Lars and I spoke with urgency, passion and love about our boy and his needs to people -- one person in particular -- who could make things happen, and things are happening, For real and true. That's all it took -- passion and love and a clear idea of what was needed. And a person on the receiving end who cares about our child and our family -- all of the children and families he serves, I am quite sure -- and who accepted without question his ethical (and very costly) mandate.
I can't say more now. I will as soon as I can. But for the first time in a really long time -- at least two years -- I have hope for my boy. That feeling of hope waxing in my breast is so wonderful I could scream (but I won't because Lars is snoring away upstairs and I wouldn't want to disturb his beauty rest).
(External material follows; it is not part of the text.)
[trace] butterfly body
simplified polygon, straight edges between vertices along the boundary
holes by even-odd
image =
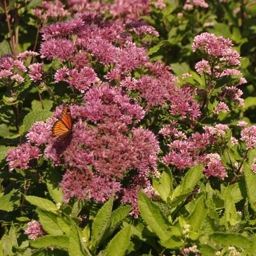
[[[64,138],[72,132],[72,121],[70,110],[67,105],[64,105],[61,118],[57,120],[52,126],[54,139]]]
Other waxings: somehow, in spite of my own sometimes vexing symptoms and Benjy's implosion and that leaf-meal-encrusted junker that makes small blond children turn and stare as if I am some sort of freak, and my car is an even bigger one because it is leaf-encrusted AND not a German luxury car)*** I am writing like a demon (a good kind of demon. I'm sure that kind exists). And for me, that kind of productivity looks like four pages in three days. Three good days. But it is happening, and it's coming out in good shape.
I just "sold" (for the currency of tons of exposure and a nice feather in my cap) a personal essay on stress to the Huffington Post, for their series on...stress! I'll link to it here and on my website when it comes out in a couple of weeks. That was one of those four pages in three days kind of essays.
I most likely sold (for the currency of a small handful of greenbacks) a different essay to a glossy magazine. (That one has been out there looking for a home for about a year -- and if they accept it, it may be another year before I am paid. Publishing is slooow, even if you have the good fortune to be able to work quickly.) The editor who would like to buy it is awaiting an A-Ok from the Grand Poobah of Glossy Magazine Publishing.
And then I will take Lars out to dinner with the proceeds.
I was also invited by the editor of one of the most prestigious literary journals in the country to please submit some more creative non-fiction, pronto, because he was very enthusiastic about the last one I submitted although he was not going to publish it. (Win some, lose some.) This is one of those "50 bucks and two free copies" kind of venues. At the rate I am going I'll earn a couple of dinners out a year, if I am lucky, but it's gratifying.
Oh, and I have one more little piece, also written over a long stretch of weeks, in the hands of an editor at The Paper of Record. Hoping to hear back on that one soon. Again, payment in exposure (as far as I know). And probably a long shot.
On the downside, stress is waxing larger than ever for all of us around here but I hope and believe it will subside soon.
But we are laughing, too, and having a little fun. Our Saskia has been whisked away by friends for a weekend in NH. Lars and I are thinking of fun things to do with Benjy on his home passes this long weekend, while tackling, finally, the grass jungle.
Shit happens, and less frequently (for us, anyway), lovely things happen.
So there it is.
***I do, however, have a German Luxury Husband, whom I've only seen leaf-encrusted once, when he decided to get up on the roof and clean out the gutters during a prodigious rainfall. So there, smug blond children. There.
So glad I found your blog! xoxox
ReplyDeleteOh wow! Cheering for you. So much of this I understand, in a very very small way. Yay for the hope. Pray that it blossoms and grows into further and greater hope once more.